29 D. Class Calcarea (Calcispongiae)
1. These are calcareous sponges with spicules of calcium carbonate. 2. The spicules are straight or have three or four rays. 3. Most are small sponges with tubular or vase shapes. 4. Asconoid, syconoid and leuconoid forms all occur. E. Class Hexactinellida (Hyalospongiae) 1. These are glass sponges with six-rayed spicules of silica. 2. Nearly all are deep-sea forms; most are radially symmetrical. F. Class Demospongiae 1. This class contains 95% of living sponge species. 2. Spicules are siliceous but not six rayed; they may be absent or bound together by spongin. 3. All are leuconoid and all are marine except for Spongillidae, the freshwater sponges.

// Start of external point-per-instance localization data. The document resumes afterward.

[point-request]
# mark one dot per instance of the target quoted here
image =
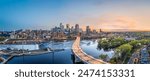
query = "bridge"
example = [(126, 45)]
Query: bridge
[(86, 58)]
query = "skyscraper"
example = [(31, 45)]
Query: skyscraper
[(61, 27), (88, 30), (77, 29)]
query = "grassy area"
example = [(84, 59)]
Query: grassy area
[(123, 49), (2, 38)]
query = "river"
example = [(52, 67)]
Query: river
[(61, 57)]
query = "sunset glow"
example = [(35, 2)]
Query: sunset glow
[(108, 15)]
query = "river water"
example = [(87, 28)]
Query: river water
[(61, 57)]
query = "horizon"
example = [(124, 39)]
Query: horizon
[(110, 15)]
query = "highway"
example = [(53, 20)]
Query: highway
[(83, 56)]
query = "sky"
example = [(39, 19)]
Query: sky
[(108, 15)]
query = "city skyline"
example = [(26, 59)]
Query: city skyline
[(110, 15)]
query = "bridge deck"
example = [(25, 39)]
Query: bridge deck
[(83, 56)]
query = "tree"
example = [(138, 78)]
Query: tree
[(103, 57), (124, 51)]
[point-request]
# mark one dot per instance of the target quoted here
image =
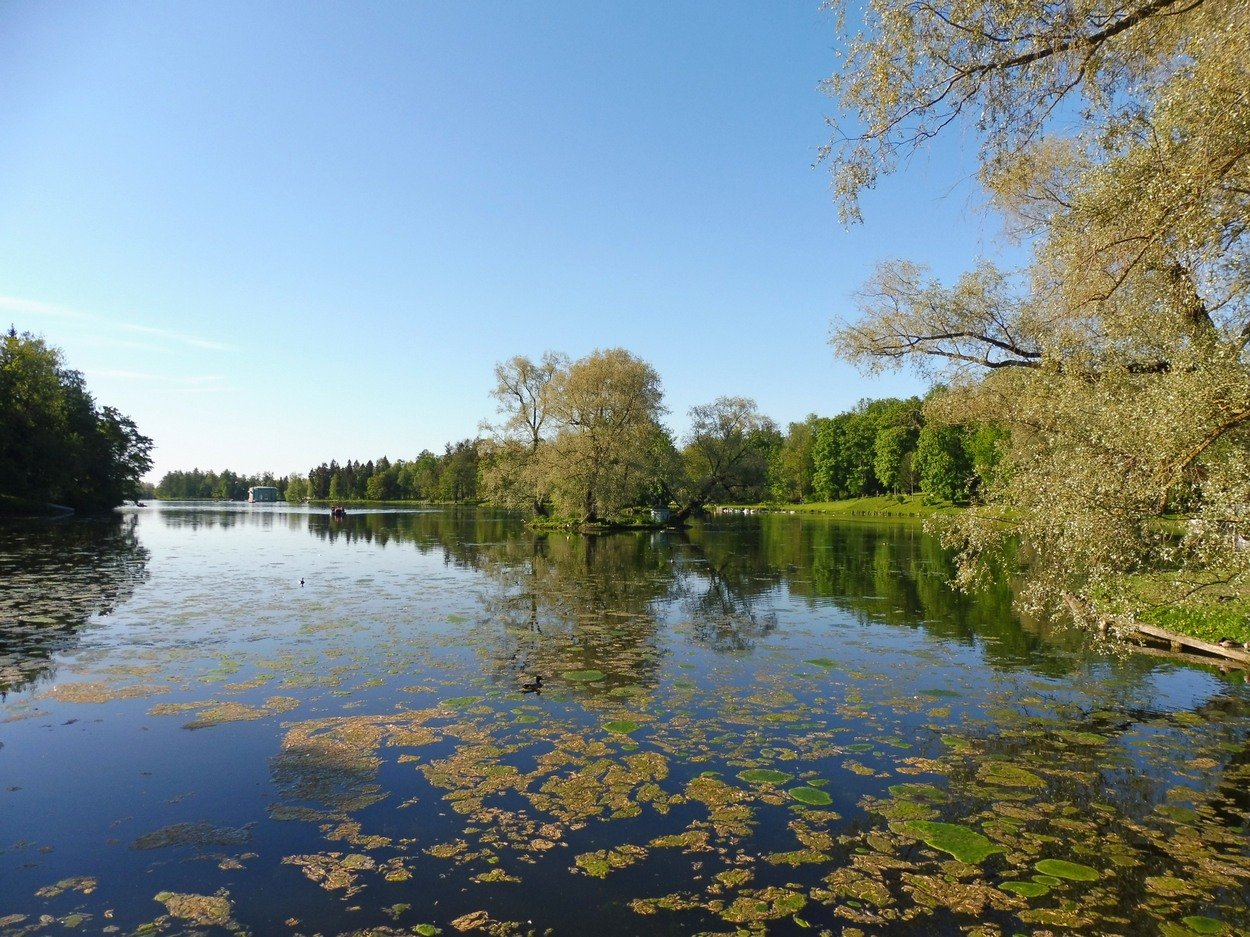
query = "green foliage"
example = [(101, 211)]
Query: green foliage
[(1114, 139), (728, 451), (581, 439), (55, 444), (944, 462), (791, 467)]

30 Sponge Cell Types and Functions (Objective 3)
-Choanocyte (collar cells): flagellated collar cells which keep the current flowing by beating flagella. They trap and phagocytize food particles passing by. They also can produce sperm -Archaeocytes: Cells which digest particles to provide nutrients. -Amoebocytes: amoeba-like cells found throughout the sponge; store, digest and transport food, excrete wastes, secrete skeleton and also may give rise to buds in asexual reproduction. -Epithelial-like cells: These cells are thing and flat. They contract in response to touch or to irritating chemicals. In so doing, they close pores in the sponge. -Pore Cell: Surrounding each pore is a pore cell. Pore cells allow water carrying food and oxygen into the sponge’s body.